Step 3: Create your backup tree.

   Cedar Backup requires a backup directory tree on disk. This directory
   tree must be roughly as big as the amount of data that will be backed
   up on a nightly basis (more if you elect not to purge it all every
   night).

   You should create a collect directory and a working (temporary)
   directory. One recommended layout is this:

      /opt/
           backup/
                  collect/
                  working/

   If you will be backing up sensitive information (i.e. password
   files), it is recommended that these directories be owned by the
   backup user (whatever you named it), with permissions 700.


Step 3: Modify the backup cron jobs.

   There are four parts to a Cedar Backup run: collect, stage, store
   and purge.  Clients run just the collect and purge actions.  The
   usual way of setting off these steps is through a cron job.  For more
   information on using cron, see the manpage for crontab(5).

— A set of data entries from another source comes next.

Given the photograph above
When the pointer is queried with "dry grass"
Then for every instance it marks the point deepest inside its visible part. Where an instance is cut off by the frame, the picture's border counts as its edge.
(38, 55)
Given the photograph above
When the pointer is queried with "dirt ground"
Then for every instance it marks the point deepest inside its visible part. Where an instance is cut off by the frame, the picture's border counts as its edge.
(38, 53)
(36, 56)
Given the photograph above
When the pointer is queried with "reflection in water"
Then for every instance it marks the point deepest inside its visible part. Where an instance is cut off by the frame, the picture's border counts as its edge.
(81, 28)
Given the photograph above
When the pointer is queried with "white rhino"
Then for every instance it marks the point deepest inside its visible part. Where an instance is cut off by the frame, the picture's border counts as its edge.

   Since Cedar Backup should be run as root, you should add a set of
   lines like this:

      30 00 * * * root  cback --collect
      30 04 * * * root  cback --purge

   to your /etc/crontab file.

   Backing up large directories can be a be rather intensive operation,
   and could slow your computer down significantly. Choose a backup time
   that will not interfere with normal use of your computer (3:00am is
   usually a reasonable time). Also, be careful to choose your backup
   time so that a backup will not start executing before midnite and
   finish after midnite. This could cause inconsistencies with the
   directory structure on disk.

   You will need to coordinate the collect and purge actions on the
   client so that the collect action completes before the master
   attempts to stage, and so the purge action does not begin until after
   the master has completed staging (putting several hours between the
   two actions is usually sufficient).


Step 4: Create the system configuration file.

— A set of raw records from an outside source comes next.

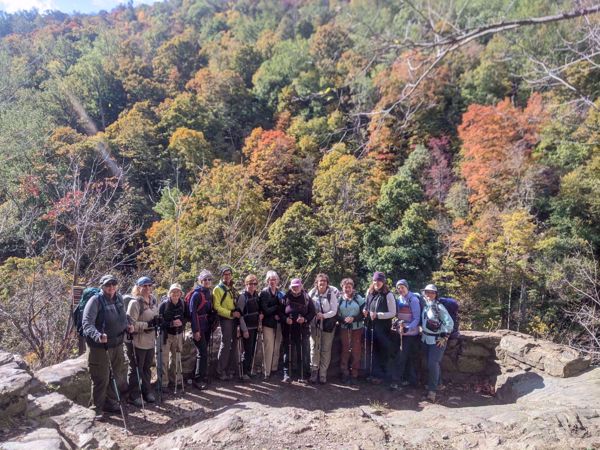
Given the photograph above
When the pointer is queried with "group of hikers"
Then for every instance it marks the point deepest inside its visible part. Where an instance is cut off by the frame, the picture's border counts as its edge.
(382, 335)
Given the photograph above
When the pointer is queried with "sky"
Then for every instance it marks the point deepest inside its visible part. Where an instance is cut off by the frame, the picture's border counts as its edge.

   System-wide Cedar Backup configuration is generally controlled via
   the file:

      /etc/cback.conf

   You may change the location of the configuration file using the
   --config option to the cback script.

   The configuration file is written in XML.  If you are unfamiliar 
   with XML and you would like an overview of how it works, this 
   link might be useful:

      http://www.xml.com/pub/a/98/10/guide0.html

   A sample cback.conf script is distributed with the Cedar Backup
   source package.  This file provides an example of a "real" Cedar
   Backup configuration.

   Update the global configuration file using the items you configured
   in steps 1-4, using the sample as a starting point and using the
   manpage for cback.conf(5) as a reference. You will need to configure
   just the collect and purge sections.


Step 6: Validate your configuration file.

   Use the command:

      cback --valid

   to validate your configuration file.  This command checks that the
   configuration file can be found and parsed, and also checks for
   some typical configuration problems.

   The most common cause of configuration problems is in not closing
   XML tags properly.  Any XML tag that is "opened" must be "closed"
   appropriately. 


Step 7: Test your backup.

   Use the command:

      cback --collect --purge --full

   If the command completes with no output, then the backup was run
   successfully.  Just to be sure, check the log:

      /var/log/cback.log


From this point forward, your backups will run as scheduled out of cron.
Any errors that occur will be reported in daily emails to your root user
(or whichever other user receives root's email). If you don't receive any
emails, then you know your backup worked.